I’m truly frustrated with the state of problem-solving in the world, from business to politics. We waste so much time, money, and frustration on bad solutions. I hate that good people have to put up with all that. My career has been spent working on some big, valuable problems with some of the most skilled problem solvers I can imagine, but I want everyone to be able to problem solve — in their personal lives and for society at large. We’d all be much better off.
You’ve probably heard this question before, but what’s wrong with guessing?
Nothing — millions of people guess, and occasionally some progress happens. With innovation, you’re venturing into the unknown to come up with something truly novel. It’s different challenge than solving a hard problem in business operations or fixing a leaky pipe at home.
Guessing or intuition can work for very simple problems, which is why people sometimes feel that’s an effective approach. But when you face a harder problem and need to make progress quickly with limited resources, guessing becomes a waste of time.
Can you explain what it means to smell the problem?
Smelling the problem is about using all your senses to understand the facts, which helps with understanding the problem itself. Many people don’t do this: some are intimidated, or impatient — they want to take “action” now. So they brainstorm some ideas and try them out. This may feel more productive than being an investigator and collecting observations and data about the nature of the failure. But skipping ahead to conjure up a root cause or solution in a conference room will end up being a complete waste of time — because you still don’t understand the problem.
Anyone who’s led a team has faced that inevitable brainstorming session that veers far off course. How do you steer everyone back to the central issue?
I would suggest people just avoid brainstorming in the first place.
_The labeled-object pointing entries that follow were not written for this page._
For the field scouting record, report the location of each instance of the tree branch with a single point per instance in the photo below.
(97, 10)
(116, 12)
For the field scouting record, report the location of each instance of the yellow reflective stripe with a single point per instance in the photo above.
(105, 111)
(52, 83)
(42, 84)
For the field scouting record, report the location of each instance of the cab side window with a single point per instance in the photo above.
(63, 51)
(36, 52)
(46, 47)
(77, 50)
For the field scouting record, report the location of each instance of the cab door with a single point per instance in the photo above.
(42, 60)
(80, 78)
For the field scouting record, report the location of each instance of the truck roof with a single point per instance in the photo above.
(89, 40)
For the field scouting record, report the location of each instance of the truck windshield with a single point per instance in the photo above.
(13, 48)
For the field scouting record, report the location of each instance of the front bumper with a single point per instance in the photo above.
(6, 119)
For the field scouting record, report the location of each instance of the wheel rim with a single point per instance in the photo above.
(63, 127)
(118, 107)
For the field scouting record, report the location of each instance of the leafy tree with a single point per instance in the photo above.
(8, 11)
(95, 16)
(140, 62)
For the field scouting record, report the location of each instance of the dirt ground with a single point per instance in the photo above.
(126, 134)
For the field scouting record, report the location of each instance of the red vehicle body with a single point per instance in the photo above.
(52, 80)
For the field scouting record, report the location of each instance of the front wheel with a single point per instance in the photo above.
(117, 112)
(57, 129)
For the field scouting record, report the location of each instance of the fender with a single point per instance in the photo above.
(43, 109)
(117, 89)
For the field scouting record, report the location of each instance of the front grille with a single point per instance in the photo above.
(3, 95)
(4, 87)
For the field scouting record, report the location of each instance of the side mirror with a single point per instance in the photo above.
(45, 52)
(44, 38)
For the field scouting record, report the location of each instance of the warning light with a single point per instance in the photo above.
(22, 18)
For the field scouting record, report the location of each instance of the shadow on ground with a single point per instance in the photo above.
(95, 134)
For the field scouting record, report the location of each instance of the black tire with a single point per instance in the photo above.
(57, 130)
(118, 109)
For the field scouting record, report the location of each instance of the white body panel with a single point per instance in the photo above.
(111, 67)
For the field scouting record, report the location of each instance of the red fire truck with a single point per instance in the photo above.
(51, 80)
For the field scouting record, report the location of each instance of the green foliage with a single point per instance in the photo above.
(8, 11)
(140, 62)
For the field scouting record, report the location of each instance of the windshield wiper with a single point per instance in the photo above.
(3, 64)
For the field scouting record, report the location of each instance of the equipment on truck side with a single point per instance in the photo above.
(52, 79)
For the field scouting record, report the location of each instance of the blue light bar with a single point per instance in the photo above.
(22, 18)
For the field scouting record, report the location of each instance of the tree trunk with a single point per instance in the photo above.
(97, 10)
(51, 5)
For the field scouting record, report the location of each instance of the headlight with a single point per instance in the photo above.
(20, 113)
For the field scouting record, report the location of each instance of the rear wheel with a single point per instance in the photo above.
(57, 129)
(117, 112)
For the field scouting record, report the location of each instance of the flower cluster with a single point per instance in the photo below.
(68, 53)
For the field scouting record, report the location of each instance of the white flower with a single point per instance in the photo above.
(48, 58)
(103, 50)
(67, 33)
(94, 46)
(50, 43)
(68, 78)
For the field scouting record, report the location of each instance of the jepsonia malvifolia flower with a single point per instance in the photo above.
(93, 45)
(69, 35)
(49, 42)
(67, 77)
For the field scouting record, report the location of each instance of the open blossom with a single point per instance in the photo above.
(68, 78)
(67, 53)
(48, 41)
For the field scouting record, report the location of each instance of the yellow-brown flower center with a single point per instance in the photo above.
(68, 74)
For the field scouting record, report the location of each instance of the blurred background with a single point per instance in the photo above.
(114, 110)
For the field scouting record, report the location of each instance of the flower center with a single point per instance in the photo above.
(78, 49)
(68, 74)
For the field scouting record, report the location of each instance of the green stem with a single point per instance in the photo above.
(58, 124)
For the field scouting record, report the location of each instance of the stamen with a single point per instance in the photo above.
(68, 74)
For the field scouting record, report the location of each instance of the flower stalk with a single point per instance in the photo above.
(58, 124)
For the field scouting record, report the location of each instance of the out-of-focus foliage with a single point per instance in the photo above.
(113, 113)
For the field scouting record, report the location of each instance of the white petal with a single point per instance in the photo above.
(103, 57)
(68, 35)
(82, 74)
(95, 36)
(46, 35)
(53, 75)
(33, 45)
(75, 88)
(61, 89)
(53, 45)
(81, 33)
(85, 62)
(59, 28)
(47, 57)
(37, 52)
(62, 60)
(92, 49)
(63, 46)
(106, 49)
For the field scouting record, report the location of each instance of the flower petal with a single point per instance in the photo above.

If you have to do it, then limit the number of people participating. There is evidence that you are much better served by having people think about possible solutions independently, and then share them together.
Sometimes people can’t help wanting to guess, and you may need to get past that first before you can make methodical progress on a hard problem. So have people write down their best idea, seal it in an envelope, and stick it in a jar. Everyone can have fun looking at these later. It can be a great teaching moment: often, nobody guessed the true root cause. Or if they did, they’ll find they didn’t have the information at the beginning to prove they guessed correctly — so there would have been no way to sort out the correct guess from the rest.
Why are some people convinced that complicated problems require equally complicated solutions?
Perhaps because it’s difficult to accept failure in general: If you face a problem without the skill or commitment to resolve it, it may be comforting to make up a story that it’s incredibly complex to solve.
Another reason is politics: Say your company has been plagued by a costly, ongoing problem for years. Then someone walks in and says, “We found the problem! It was a loose bolt!” People could absolutely lose their lids, and start looking for who to blame. Safer just to say, “Well, we need something very expensive to fix very very difficult problem,” and have people nod their heads thinking everyone did a good job. But leaders need to recognize and reward simple solutions as results of great problem solving.
When a team is tackling a problem, it does seem like the most powerful people in the room dominate the process. Any advice on how to making sure everyone gets heard?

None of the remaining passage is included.